To answer - you cannot compile an Access database into an .exe, but you can
use the free Runtime version to create a database which can be distributed
with a royalty-free version of Microsoft Access to run it.

For some orientation, see:

Jeff Conrad's resources page:
http://www.accessmvp.com/JConrad/accessjunkie/resources.html

The Access Web resources page:
http://www.mvps.org/access/resources/index.html

A free tutorial written by Crystal (MS Access MVP):
http://allenbrowne.com/casu-22.html

MVP Allen Browne's tutorials:
http://allenbrowne.com/links.html#Tutorials
 
A

Albert D. Kallal

"(e-mail address removed)"
I used to use Dbase to build applications and deploy stand alone compiled
(.exe) to users. If I purchase 2007 Ver. of Access can I do the same
thing.
Does Access have anything like the "Dot prompt" that made dbase very easy
to
learn.
Thanks for any help

Having written a lot of code in FoxPro (which was really an offshoot of
the dBase language), I can certainly attest that the dot prompt was a handy
thing to have. However, I can't say it made things easy to learn because you
had to memorize commands. And if you don't know those commands you're dead
in the water! The same thing happened to the old DOS prompt when windows
came along We all gave up using the DOS prompt to display a directory of
files. The mouse and a graphical interface is far far superior to a text
based prompt.

I could tell you how to get to the MS access window prompt (and that prompt
is about the equivalent of the dot prompt like the old dBase days). However
once you get to that prompt, you not going to be able to do a bloody thing
because you don't know access system yet.

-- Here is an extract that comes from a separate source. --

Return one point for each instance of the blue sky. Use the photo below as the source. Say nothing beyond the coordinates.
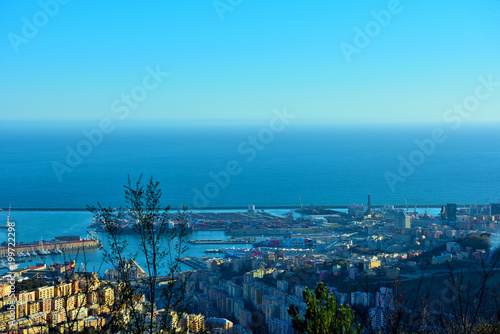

Note that there is a prompt system in access, and often a lot of us
developers use this (it is called the debug window). So, while in MS access
if you hit control G then you see the debug + Immediate window. In the
immediate window you can type in any access programming command and it will
execute immediately. So, the immediate window in access is really the
equivalent of what the .dot prompt was in dbase (and interesting we
use this prompt when you debugging code. That really is much of what you
speak of when you're in the dBase days: you'd enter a few commands and
see the results immediately - you would slice and dice untill you get
the command the way you want..and then Take that code and would become
part of your application.

However the computer industry and development tools have changed so
remarkably much over the years, that few use the immediate window, however
during code testing and debugging, I can assure you that I do type in
a good number of commands into that a immediate window, and even to test
functions and expressions and code, again that immediate window is very
handy. however few new to MS access, I think it's gonna be a little while
before you start to use that immediate window.

Allen Browne has few tips on people who are coming from an old Foxpro or
dBase environment and are new to MS access. He points out a few of the
differences as to how to access works as compared to the old dBase products.

You can find that here:

http://allenbrowne.com/tips.html#xbase


Also as mentioned in the other post, there's not the ability to convert MS
access into a single .exe file, but there is the ability to package it into
a windows installer, and have your package installed on the target machine.